Genome-Wide DNA Methylation Pattern of Cancer Stem Cells in Esophageal Cancer

Xiying Yu 1,2, Ying Teng 3, Xingran Jiang 4, Hui Yuan 1,2, Wei Jiang 1,2,
PMCID: PMC7768320  PMID: 33357046

Abstract

Background:

Cancer stem cells (CSCs) are considered the main cause of cancer recurrence and metastasis, and DNA methylation is involved in the maintenance of CSCs. However, the methylation profile of esophageal CSCs remains unknown.

Methods:

Side population (SP) cells were isolated from esophageal squamous cell carcinoma (ESCC) cell lines KYSE150 and EC109. Sphere-forming cells were collected from human primary esophageal cancer cells. SP cells and sphere-forming cells were used as substitutes for cancer stem-like cells. We investigated the genome-wide DNA methylation profile in esophageal cancer stem-like cells using reduced representation bisulfite sequencing (RRBS).

Results:

Methylated cytosine (mC) was found mostly in CpG dinucleotides, located mostly in the intronic, intergenic, and exonic regions. Forty intersected differentially methylated regions (DMRs) were identified in these 3 groups of samples. Thirteen differentially methylated genes with the same alteration trend were detected; these included OTX1, SPACA1, CD163L1, ST8SIA2, TECR, CADM3, GRM1, LRRK1, CHSY1, PROKR2, LINC00658, LOC100506688, and NKD2. DMRs covering ST8SIA2 and GRM1 were located in exons. These differentially methylated genes were involved in 10 categories of biological processes and 3 cell signaling pathways.

Conclusions:

When compared to non-CSCs, cancer stem-like cells have a differential methylation status, which provides an important biological base for understanding esophageal CSCs and developing therapeutic targets for esophageal cancer.

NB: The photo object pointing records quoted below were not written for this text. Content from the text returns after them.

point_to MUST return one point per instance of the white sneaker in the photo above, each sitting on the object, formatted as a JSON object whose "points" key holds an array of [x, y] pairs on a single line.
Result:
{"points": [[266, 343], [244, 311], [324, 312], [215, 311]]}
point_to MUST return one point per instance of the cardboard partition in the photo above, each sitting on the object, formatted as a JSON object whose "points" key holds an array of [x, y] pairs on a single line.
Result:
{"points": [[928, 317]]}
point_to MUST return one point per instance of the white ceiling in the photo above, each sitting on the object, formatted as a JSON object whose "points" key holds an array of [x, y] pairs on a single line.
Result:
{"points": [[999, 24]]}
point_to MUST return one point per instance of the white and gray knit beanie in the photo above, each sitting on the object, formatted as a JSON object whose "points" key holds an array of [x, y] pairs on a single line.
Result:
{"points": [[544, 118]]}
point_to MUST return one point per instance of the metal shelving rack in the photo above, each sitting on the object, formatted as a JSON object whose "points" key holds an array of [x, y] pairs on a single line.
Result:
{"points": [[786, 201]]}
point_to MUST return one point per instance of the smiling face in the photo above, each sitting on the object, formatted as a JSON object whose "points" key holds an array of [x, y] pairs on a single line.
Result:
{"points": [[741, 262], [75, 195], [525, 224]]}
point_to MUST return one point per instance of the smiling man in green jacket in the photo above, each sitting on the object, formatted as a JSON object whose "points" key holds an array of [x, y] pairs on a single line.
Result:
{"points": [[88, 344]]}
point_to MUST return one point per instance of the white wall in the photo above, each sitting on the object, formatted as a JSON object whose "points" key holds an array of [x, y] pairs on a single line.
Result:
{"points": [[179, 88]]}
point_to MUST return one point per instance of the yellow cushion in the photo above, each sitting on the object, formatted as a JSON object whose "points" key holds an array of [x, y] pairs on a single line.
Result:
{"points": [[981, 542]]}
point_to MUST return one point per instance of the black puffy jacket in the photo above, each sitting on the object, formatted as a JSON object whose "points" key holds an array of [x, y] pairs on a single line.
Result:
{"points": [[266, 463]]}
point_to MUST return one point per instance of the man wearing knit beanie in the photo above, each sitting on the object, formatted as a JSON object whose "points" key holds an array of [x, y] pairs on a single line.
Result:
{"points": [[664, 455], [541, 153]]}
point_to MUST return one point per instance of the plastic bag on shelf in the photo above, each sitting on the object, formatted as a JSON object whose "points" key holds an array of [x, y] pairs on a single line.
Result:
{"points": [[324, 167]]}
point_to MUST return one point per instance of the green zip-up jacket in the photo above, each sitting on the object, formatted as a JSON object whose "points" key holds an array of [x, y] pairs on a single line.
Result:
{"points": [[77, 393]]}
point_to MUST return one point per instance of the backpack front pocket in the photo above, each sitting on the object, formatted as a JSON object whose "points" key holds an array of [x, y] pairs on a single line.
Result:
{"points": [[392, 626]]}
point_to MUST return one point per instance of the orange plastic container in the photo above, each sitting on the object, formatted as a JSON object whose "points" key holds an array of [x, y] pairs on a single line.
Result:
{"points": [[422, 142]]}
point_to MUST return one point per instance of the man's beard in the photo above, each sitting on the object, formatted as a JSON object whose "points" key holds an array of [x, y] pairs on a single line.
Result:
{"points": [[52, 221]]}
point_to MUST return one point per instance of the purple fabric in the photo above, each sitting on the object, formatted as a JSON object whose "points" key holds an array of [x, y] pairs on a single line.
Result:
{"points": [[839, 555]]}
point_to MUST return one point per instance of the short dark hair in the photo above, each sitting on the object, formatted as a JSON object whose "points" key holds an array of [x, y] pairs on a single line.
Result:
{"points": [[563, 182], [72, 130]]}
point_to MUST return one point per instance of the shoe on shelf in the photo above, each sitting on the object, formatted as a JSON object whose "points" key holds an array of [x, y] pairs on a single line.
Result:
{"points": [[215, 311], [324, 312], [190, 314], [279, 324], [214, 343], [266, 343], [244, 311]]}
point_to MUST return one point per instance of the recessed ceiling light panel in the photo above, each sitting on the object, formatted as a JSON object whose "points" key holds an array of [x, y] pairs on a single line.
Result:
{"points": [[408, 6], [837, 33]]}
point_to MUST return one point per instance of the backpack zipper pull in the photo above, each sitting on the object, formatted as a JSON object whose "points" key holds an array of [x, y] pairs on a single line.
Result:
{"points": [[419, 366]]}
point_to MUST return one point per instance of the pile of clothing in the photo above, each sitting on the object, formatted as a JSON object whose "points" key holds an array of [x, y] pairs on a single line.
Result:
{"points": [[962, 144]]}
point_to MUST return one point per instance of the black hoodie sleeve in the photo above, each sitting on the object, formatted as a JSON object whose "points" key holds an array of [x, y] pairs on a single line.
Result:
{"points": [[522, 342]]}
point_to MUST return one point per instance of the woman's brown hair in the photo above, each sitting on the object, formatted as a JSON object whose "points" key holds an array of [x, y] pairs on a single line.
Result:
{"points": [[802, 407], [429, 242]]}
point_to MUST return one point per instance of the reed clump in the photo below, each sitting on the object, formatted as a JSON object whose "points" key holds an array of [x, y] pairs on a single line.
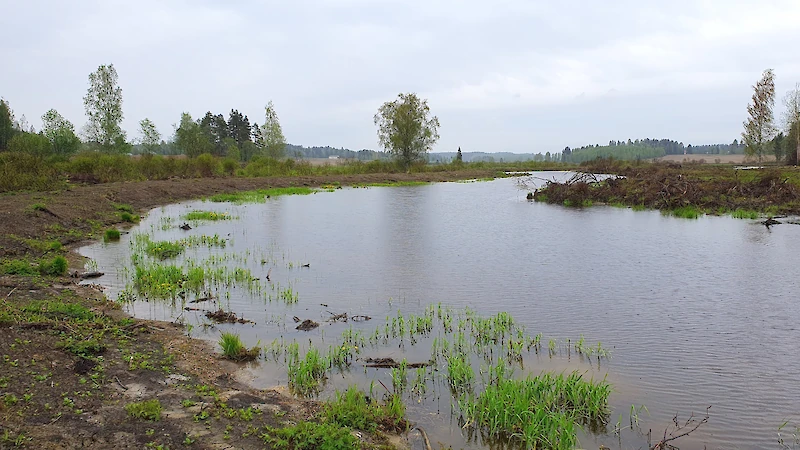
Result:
{"points": [[234, 349]]}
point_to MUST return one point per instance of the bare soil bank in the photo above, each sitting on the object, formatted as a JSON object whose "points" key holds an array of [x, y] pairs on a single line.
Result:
{"points": [[52, 398], [74, 214]]}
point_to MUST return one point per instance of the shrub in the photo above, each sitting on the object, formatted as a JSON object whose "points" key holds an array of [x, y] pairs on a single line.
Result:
{"points": [[229, 166]]}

Keywords: esophageal cancer, cancer stem cells, methylome, RRBS, DMR

Introduction

Esophageal squamous cell carcinoma (ESCC) is the third most common cancer and the fourth leading cause of cancer-related deaths in China.1,2 Although the treatment of ESCC has improved, the prognosis for esophageal cancer is still very poor owing to the high recurrence and metastasis rates.3 Therefore, development of new therapeutic methods is crucial. Cancer stem cells (CSCs) are a small population of cells in tumors with stem-cell-like properties. CSCs exhibit higher resistance to anti-tumor therapies compared to non-CSCs and they play an important role in tumor recurrence and metastasis.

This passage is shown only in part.